И вот я сижу, пью пиво, а он садится прямо на пол и давай читать. Там в основном стихи были. Возьмет одно стихотворение и говорит: «О, это очень хорошо». — «Вот как?» — «Просто замечательно. Это бессмертное стихотворение». Я такой: «Вот как?» — «Вот это не очень хорошее, и вот это тоже. Ого!» Он весь такой возбудился и просидел очень долго — перебирал материал, — а потом говорит: «Знаете, я начинаю издательство». Я опять: «Вот как?» А он: «Вы не возражаете, если я прихвачу три-четыре вот этих стихотворения с собой, понимаете, и как-то к ним, что ли, присмотрюсь? И нам, наверное, хотелось бы сделать листовку-другую с этими стихами». Я говорю: «Да пожалуйста. Конечно». Он говорит: «Вам, возможно, перепадет немного денег, но я пока не знаю сколько, посмотрим». Я говорю: «Это ничего — как, знаете ли, хотите».

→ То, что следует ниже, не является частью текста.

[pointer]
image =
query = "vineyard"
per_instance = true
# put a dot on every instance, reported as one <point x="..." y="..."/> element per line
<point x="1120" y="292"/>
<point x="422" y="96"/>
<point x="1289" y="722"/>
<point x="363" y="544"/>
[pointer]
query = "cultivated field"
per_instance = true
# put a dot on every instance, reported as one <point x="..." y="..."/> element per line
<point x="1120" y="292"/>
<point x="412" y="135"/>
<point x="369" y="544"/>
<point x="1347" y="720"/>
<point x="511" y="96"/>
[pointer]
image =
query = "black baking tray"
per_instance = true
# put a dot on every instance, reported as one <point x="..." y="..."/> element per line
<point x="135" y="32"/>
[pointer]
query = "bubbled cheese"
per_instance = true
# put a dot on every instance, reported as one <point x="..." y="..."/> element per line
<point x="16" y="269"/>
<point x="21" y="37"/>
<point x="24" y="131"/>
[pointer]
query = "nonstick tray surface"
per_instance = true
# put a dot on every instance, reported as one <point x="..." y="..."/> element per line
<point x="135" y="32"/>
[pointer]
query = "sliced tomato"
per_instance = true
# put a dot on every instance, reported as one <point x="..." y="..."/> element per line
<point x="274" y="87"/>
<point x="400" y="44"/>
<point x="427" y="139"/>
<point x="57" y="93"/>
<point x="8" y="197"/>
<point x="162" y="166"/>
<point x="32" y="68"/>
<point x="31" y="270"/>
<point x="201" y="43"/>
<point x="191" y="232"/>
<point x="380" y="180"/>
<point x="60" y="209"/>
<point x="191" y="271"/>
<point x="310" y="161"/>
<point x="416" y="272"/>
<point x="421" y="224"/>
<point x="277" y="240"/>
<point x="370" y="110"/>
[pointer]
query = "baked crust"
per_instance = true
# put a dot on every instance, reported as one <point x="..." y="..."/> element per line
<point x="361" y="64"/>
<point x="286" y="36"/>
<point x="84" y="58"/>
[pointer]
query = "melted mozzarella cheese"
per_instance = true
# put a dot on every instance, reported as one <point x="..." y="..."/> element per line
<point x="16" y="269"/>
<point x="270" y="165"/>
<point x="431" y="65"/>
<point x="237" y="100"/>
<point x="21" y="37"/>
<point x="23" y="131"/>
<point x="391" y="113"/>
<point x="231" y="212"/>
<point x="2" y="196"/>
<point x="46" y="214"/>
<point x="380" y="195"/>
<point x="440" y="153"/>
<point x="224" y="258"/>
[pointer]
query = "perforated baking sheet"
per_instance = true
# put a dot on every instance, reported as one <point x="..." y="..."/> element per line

Я писал себе дальше, а он время от времени выходил на связь: «Пришлите мне еще, давайте я посмотрю». И я ему что-то посылал. Наконец он говорит: «Я тебе так скажу, Хэнк». Я говорю: «Чего, Джон?» И он говорит… а при этом я тогда работал на почте уже одиннадцать с половиной лет… И вот он говорит: «Я тебе так скажу. Если бросишь свою почту, я буду платить тебе сто долларов в месяц пожизненно». Я говорю: «Чего?» А он: «Ну да. Если ты даже ничего больше не напишешь, я буду платить тебе по сто долларов в месяц всю оставшуюся жизнь». Я говорю: «Ну, это неплохо. Дай мне подумать чуток?» Он говорит: «Конечно». Не знаю, сколько я думал, — наверное, еще пару пива выпил, а потом перезвонил ему и сказал: «Договорились».
Значит, когда Джон Мартин появился у ваших дверей, было ли это большим…
Точно. Открывало все двери. Я не относился к этому как к должному. Когда Джон прислал мне сотню, передо мной небеса растянуло, все осветилось и выглянуло солнце. Будто он мне пять миллионов прислал.